Interesting book review over at Reason by Loren E. Lomasky who was once a professor at my graduate alma matter Bowling Green State University. Lomasky reviews William Galston’s 2002 work
Liberal Pluralism : The Implications of Value Pluralism for Political Theory and Practice. Galston is an interesting writer. He is a professor at the School of Public Affairs at the University of Maryland and Director of the Institute for Philosophy and Public Policy. He is not limited to academics, however, having served from 1993-1995 as President Clinton’s Deputy Assistant for Domestic Policy.
Lomasky description of the book is both provocative and intriguing:
Building on theories enunciated by Isaiah Berlin (and, a century earlier, by John Stuart Mill), Galston argues that there is no such thing as the good life. Rather, there are many good modes of human life, and no one of them outranks all the others. That is not because they are equally good or because goodness is simply in the eye of the beholder. Rather, it is because some, though not all, values are incommensurable . . . Because values are multiple and incommensurable, a liberal regime committed to supporting pluralism is superior to one wedded only to some particular conception of the good life. Its ends are not superior — incommensurability precludes such a judgment — but it does better by according respect to all the goods that merit it, not only the popular ones.

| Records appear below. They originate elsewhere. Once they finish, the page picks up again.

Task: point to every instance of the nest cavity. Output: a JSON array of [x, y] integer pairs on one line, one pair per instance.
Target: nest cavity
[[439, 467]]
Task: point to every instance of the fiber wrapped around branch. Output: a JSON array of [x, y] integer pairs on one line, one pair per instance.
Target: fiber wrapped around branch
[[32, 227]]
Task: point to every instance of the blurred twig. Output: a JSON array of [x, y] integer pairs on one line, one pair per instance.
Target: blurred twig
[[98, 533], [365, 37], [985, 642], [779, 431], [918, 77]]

It sounds like Galston is seeking out a classical liberal view that is separate from contemporary liberalism but also from a more traditionalist perspective. It sounds attractive but I am leery that it would breakdown into relativism too easily. Virtue must play a role in a well ordered society. My reading list is long already but I just might attempt to work this one in somehow.
A liberal democracy allows a formal moral code to prevail, while maintaining tolerance to minority opinions and lifetstyles.
Pluralism is not a good, in itself. It leads to disintegration; and a rigid public moral system leads to stagnation (see Islam).
So protestant christianity has done the most good for the most people by maintaining public morals, but making practice of religion a matter of choice.